Recently I was lamenting the long wet spell of rainy weather we’ve had here in Western Washington and wishing for some sunny days to balance things out a bit. Yes, I know that complaining about rain in Olympia is a bit like complaining about snow in Anchorage or summer heat in Phoenix. The complaints are rather pointless. Putting up with the rain is the cost of living here. On the bright side, it’s green!
As my colleagues and I reflected on the wet weather that day we realized that there are some places that are watery. And some of those places are literally watery and some of them are metaphorically watery. Birth is one of the first watery places we experience. We emerge from the warm watery womb into a world where some stranger dries us off and slaps our bottom until we cry… and breathe.
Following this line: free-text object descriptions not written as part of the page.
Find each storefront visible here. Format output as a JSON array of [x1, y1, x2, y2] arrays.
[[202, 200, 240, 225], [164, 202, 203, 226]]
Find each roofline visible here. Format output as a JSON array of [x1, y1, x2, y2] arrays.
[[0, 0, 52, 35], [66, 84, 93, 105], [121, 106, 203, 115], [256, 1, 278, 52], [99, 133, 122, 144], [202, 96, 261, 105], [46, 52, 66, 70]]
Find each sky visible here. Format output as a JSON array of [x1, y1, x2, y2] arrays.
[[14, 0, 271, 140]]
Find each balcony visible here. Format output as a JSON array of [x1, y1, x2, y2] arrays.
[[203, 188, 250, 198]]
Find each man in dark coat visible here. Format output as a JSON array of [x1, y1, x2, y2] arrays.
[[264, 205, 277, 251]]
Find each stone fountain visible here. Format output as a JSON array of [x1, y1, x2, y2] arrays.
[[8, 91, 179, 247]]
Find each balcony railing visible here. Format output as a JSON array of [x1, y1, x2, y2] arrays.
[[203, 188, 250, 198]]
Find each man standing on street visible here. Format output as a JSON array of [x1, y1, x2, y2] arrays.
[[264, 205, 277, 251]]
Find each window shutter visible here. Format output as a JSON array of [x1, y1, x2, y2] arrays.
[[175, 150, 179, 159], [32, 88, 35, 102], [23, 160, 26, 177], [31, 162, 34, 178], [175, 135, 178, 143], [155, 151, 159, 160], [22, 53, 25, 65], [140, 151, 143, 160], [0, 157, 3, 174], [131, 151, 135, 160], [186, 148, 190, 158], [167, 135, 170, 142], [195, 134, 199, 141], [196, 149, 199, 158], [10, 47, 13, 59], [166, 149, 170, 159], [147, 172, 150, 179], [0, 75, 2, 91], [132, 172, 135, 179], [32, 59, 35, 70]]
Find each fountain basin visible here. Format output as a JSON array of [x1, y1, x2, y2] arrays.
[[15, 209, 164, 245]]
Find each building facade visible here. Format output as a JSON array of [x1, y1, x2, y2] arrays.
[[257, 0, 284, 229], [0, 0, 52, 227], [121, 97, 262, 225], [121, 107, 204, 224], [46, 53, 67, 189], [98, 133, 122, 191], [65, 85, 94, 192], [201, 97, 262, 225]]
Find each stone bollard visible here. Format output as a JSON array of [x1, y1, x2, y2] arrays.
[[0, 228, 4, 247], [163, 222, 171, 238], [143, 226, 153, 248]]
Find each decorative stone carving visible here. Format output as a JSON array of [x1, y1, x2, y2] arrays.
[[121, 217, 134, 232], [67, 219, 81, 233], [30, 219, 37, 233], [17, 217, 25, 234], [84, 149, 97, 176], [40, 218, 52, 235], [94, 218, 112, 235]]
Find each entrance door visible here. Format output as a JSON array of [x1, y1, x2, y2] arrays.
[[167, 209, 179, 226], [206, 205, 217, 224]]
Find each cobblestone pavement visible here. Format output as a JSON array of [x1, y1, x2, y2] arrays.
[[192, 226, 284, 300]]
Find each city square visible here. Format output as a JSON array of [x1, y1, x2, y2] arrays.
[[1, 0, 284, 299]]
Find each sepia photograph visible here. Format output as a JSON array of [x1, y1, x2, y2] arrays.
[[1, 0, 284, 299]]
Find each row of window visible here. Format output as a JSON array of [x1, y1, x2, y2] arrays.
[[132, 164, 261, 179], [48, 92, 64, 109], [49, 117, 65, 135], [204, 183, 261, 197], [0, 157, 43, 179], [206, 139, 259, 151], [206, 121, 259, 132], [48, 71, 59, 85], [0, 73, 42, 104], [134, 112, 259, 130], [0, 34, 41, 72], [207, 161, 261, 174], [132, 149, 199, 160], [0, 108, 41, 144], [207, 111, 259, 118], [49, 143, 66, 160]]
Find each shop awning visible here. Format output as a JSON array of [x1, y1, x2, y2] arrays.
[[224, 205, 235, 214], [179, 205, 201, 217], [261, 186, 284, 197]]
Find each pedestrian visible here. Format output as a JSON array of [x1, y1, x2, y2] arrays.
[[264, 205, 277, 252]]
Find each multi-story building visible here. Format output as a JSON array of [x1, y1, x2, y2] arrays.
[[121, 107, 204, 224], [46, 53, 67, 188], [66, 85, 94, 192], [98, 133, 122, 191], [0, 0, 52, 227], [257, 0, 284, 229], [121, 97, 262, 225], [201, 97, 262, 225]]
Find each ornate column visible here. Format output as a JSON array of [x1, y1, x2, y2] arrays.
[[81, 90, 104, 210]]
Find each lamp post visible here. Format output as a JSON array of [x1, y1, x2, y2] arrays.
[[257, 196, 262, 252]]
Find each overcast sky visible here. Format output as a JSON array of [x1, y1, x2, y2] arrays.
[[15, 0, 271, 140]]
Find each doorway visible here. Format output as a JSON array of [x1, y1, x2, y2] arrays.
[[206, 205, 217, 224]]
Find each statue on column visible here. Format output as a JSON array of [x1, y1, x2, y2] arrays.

Tears are a watery place, too. Tears of sadness. Tears of joy. It doesn’t matter. Our emotions are so often manifested in wetness, whether it be a stoically macho guy hiding a few tears in a darkened theater, or the tears openly wept at a memorial service, or the child’s tears that flow after the owie until someone “kisses it and makes it better.” My mother would sometimes cry, and I would ask her, “Mama, why are you crying. “I don’t know… sometimes the tears just come.” I didn’t understand that as a child, but now I do. In my adulthood, I sometimes find myself weeping with joy and weeping with sadness, weeping with gratitude and weeping with loneliness, weeping in frustration and weeping in expectation. When we embrace our emotions, we often experience tears as a watery place response to both good and bad in our life.
Baptism is another watery place, of course. A few weeks ago, when we celebrated the baptism of Jesus and the folks sitting near the front of the church got sprinkled as we intoned the words together, “Remember your baptism and be thankful,” it was a powerful reminder that faith is watery place, a place of birth and rebirth as we go down in the water to drown the past, and rise up again, dripping, to greet the future.
Last night’s weather forecast called for “sun breaks” this week. That will be nice for a change. But remembering the many ways that God is experienced in the watery places of our lives, I am resolved to not complain quite so much in those times between the sun breaks, but rather to celerbate the rainy day watery places as signs that God is always very near.